原油・天然ガスの生産増と原油価格の下落を受け、米国では原子力発電賛成の比率が徐々に低下していたが、今年3月に発表されたギャラップの調査では、原子力反対が賛成を上回るようになった。図-4に原油生産量と原子力発電への賛否の推移を示しているが、原油生産量の増加に連れて賛成が減少していることが分かる。
なぜ高齢者の反対が多いのか
高齢者の原子力発電への反対が多い国は、世界でも珍しいようだ。先日英国から原子力政策に関する関係者が来日した折に、英国の事情を尋ねてみたが、英国では年代により原子力発電への賛否が異なることはないとのことだった。

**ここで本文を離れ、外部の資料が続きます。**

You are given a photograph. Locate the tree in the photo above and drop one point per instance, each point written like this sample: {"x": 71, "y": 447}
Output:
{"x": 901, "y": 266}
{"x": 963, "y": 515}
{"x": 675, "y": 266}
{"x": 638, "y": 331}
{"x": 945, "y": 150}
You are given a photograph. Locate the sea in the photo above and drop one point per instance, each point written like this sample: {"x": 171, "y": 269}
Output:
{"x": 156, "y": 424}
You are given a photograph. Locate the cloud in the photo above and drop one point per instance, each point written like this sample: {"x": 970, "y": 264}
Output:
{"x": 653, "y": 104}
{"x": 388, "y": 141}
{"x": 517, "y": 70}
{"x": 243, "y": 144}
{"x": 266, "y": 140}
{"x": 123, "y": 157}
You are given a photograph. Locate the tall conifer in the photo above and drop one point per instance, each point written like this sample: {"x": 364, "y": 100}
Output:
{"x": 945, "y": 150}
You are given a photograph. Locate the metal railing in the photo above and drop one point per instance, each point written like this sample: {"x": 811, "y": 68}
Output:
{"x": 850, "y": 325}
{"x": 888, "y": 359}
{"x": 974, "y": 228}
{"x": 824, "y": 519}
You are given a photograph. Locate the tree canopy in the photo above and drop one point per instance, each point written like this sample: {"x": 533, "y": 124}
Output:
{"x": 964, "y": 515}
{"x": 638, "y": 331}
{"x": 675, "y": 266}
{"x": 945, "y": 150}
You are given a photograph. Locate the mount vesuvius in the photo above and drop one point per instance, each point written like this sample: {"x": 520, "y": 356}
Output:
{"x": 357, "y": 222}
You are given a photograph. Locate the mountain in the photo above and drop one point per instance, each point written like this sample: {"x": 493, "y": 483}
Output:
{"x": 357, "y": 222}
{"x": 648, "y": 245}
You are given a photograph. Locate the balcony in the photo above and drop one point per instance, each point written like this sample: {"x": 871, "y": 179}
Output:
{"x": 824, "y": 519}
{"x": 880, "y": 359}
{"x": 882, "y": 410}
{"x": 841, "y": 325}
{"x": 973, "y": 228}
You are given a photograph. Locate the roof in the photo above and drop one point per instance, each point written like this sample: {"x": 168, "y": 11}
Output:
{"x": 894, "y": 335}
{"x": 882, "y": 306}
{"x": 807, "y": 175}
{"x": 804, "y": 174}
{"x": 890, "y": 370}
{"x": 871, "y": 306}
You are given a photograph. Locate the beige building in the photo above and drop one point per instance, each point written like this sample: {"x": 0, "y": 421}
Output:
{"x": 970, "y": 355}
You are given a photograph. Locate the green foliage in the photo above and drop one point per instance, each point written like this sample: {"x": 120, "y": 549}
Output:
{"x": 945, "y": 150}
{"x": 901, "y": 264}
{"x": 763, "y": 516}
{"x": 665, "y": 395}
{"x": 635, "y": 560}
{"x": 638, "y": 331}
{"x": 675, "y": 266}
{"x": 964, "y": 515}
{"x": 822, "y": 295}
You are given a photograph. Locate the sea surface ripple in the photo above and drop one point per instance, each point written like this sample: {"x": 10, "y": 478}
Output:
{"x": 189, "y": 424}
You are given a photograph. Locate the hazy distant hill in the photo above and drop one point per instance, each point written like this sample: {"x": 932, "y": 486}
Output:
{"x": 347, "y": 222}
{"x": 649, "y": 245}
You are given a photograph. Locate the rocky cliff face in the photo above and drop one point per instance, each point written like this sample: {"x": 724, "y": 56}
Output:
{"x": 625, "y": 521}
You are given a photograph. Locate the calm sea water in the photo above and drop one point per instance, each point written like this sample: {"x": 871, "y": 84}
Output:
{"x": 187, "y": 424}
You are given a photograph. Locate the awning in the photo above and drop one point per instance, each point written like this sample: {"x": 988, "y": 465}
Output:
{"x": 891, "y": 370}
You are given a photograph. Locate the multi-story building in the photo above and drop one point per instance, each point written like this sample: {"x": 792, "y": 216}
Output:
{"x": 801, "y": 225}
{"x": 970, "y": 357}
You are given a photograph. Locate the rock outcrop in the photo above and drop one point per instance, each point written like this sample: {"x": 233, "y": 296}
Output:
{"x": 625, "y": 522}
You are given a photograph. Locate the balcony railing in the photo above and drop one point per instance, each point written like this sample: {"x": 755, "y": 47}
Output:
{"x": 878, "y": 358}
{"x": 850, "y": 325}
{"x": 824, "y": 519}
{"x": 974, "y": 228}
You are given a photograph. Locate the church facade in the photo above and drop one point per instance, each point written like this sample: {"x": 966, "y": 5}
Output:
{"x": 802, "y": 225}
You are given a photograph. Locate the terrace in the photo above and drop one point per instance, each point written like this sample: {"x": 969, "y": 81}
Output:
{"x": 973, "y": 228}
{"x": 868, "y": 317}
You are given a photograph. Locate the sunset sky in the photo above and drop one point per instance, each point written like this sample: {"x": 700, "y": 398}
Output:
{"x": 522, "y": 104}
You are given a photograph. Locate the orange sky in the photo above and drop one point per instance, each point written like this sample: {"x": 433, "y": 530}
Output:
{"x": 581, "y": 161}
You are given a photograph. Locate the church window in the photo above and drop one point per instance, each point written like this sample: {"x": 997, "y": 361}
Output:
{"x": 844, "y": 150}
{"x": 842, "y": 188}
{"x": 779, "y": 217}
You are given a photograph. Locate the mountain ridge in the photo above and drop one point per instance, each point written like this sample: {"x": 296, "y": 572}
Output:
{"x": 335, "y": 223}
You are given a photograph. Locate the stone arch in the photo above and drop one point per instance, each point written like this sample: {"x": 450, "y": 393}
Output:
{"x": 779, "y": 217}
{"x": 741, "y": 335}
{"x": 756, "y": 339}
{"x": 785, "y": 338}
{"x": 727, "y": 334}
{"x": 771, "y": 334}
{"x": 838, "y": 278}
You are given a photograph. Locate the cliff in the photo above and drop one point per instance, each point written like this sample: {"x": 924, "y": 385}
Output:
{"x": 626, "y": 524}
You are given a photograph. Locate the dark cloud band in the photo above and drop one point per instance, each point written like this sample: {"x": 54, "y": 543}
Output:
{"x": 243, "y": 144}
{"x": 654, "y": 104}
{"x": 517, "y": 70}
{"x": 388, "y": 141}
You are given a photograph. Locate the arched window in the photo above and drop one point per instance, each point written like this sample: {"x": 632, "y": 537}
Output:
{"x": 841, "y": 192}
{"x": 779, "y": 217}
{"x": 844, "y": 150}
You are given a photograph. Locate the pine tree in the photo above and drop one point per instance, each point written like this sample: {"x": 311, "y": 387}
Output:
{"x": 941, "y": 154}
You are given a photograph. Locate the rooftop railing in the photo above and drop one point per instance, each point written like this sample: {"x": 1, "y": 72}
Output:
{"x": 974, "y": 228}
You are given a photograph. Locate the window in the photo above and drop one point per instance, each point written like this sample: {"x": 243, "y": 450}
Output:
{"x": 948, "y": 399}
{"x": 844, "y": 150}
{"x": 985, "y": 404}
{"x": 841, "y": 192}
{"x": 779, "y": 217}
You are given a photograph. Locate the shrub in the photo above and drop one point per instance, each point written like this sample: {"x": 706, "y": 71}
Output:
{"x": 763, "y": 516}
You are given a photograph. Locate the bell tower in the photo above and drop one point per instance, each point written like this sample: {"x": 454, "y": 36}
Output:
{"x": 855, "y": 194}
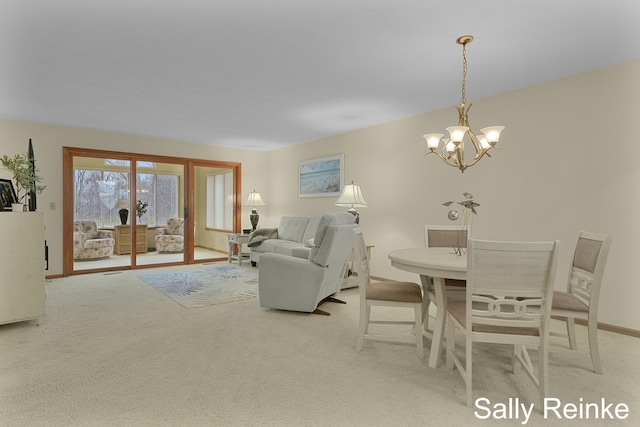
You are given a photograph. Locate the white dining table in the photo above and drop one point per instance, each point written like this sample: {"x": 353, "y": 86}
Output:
{"x": 439, "y": 264}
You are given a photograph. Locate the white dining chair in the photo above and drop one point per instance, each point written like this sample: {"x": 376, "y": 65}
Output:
{"x": 388, "y": 293}
{"x": 580, "y": 300}
{"x": 508, "y": 301}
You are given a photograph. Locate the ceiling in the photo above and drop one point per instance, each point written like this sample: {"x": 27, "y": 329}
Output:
{"x": 266, "y": 74}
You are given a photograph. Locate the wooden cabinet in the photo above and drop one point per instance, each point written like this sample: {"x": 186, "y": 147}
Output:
{"x": 22, "y": 266}
{"x": 122, "y": 236}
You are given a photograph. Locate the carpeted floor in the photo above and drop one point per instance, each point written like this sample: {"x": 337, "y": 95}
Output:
{"x": 202, "y": 287}
{"x": 113, "y": 351}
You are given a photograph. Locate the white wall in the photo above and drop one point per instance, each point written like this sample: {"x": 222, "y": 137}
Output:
{"x": 567, "y": 161}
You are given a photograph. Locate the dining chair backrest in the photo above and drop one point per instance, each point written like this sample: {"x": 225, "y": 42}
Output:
{"x": 446, "y": 236}
{"x": 362, "y": 261}
{"x": 509, "y": 284}
{"x": 587, "y": 268}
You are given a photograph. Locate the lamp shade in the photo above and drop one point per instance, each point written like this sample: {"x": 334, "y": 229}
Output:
{"x": 122, "y": 204}
{"x": 351, "y": 197}
{"x": 255, "y": 199}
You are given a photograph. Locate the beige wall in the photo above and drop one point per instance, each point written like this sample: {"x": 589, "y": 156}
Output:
{"x": 567, "y": 162}
{"x": 564, "y": 164}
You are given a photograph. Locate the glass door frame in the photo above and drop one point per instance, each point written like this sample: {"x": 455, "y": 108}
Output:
{"x": 189, "y": 202}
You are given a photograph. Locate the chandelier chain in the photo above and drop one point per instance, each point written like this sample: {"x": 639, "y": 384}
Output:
{"x": 463, "y": 100}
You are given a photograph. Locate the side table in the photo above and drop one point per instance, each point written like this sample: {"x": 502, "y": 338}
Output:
{"x": 122, "y": 237}
{"x": 350, "y": 274}
{"x": 236, "y": 240}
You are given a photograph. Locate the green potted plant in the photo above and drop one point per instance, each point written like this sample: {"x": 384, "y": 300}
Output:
{"x": 25, "y": 178}
{"x": 141, "y": 209}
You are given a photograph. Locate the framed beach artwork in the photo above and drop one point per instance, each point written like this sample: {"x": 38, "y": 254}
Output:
{"x": 321, "y": 177}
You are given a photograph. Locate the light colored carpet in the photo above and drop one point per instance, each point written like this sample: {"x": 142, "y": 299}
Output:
{"x": 198, "y": 288}
{"x": 112, "y": 351}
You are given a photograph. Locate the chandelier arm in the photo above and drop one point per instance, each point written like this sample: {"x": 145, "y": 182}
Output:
{"x": 475, "y": 141}
{"x": 479, "y": 156}
{"x": 443, "y": 159}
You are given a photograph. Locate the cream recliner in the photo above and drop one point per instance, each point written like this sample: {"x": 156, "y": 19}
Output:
{"x": 297, "y": 284}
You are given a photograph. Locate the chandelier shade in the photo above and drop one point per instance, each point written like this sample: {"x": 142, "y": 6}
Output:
{"x": 452, "y": 149}
{"x": 352, "y": 198}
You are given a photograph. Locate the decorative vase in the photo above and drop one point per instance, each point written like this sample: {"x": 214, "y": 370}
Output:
{"x": 124, "y": 215}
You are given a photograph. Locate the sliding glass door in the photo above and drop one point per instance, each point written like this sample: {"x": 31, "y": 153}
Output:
{"x": 134, "y": 210}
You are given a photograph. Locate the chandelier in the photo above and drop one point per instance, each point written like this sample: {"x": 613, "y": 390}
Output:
{"x": 452, "y": 151}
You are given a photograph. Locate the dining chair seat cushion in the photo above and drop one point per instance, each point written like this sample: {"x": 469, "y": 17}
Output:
{"x": 458, "y": 309}
{"x": 567, "y": 301}
{"x": 394, "y": 291}
{"x": 455, "y": 282}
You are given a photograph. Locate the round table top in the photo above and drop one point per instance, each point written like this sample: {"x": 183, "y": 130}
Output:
{"x": 435, "y": 262}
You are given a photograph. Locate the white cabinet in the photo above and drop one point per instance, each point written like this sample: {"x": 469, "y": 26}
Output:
{"x": 22, "y": 266}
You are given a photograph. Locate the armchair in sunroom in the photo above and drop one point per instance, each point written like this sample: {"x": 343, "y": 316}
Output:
{"x": 171, "y": 237}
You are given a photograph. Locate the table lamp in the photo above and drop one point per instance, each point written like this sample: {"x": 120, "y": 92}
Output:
{"x": 254, "y": 199}
{"x": 123, "y": 205}
{"x": 352, "y": 198}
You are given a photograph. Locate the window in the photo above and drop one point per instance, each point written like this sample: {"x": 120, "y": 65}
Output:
{"x": 220, "y": 201}
{"x": 98, "y": 190}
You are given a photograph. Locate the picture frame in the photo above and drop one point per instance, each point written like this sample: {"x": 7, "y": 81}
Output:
{"x": 321, "y": 177}
{"x": 7, "y": 195}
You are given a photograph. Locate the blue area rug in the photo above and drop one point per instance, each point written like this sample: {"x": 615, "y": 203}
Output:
{"x": 200, "y": 288}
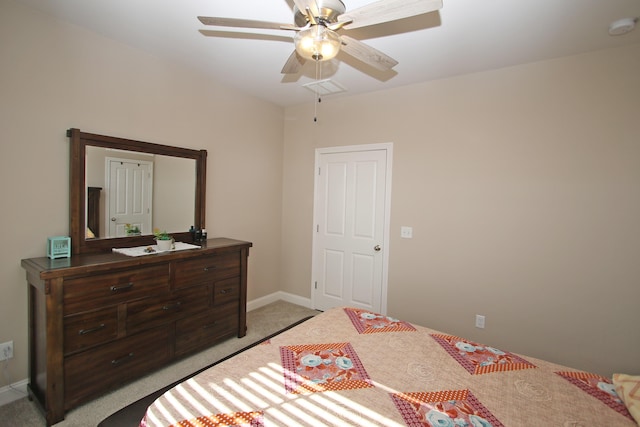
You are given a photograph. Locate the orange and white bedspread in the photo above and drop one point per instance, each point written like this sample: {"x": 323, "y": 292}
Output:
{"x": 350, "y": 367}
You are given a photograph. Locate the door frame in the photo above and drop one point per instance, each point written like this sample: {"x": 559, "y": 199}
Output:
{"x": 388, "y": 148}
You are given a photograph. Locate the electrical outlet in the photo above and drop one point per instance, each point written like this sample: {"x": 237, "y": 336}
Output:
{"x": 406, "y": 232}
{"x": 6, "y": 350}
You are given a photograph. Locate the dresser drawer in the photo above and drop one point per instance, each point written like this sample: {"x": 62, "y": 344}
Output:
{"x": 225, "y": 291}
{"x": 95, "y": 371}
{"x": 86, "y": 293}
{"x": 201, "y": 330}
{"x": 207, "y": 269}
{"x": 150, "y": 312}
{"x": 90, "y": 328}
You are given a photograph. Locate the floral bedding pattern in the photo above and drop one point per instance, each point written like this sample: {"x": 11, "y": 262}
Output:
{"x": 321, "y": 367}
{"x": 599, "y": 387}
{"x": 448, "y": 408}
{"x": 480, "y": 359}
{"x": 350, "y": 366}
{"x": 367, "y": 322}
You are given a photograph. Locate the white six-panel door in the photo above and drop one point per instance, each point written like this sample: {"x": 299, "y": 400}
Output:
{"x": 129, "y": 195}
{"x": 351, "y": 227}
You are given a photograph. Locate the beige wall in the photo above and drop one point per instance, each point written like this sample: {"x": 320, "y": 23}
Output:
{"x": 522, "y": 188}
{"x": 55, "y": 76}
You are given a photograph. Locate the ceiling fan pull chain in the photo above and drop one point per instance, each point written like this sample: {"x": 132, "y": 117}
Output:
{"x": 317, "y": 99}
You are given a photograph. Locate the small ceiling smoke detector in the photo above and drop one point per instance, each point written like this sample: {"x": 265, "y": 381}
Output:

また、米国でのギャラップによる2012年の世論調査では、原子力発電に賛成は57%、反対が40%だが、年齢別では18歳から49歳が賛成53%、反対44%、50歳以上になると賛成61%に対し反対34%になる。
日本で高齢者の反対が多い理由は推測するしかないが、英国の関係者は、日本の高齢者は小学校時代に原爆に関する教育を受けたことがあり、原爆とイメージが重なっている部分があるのでないかとの意見だった。そのため高齢者はデメリットを大きく評価している可能性がある。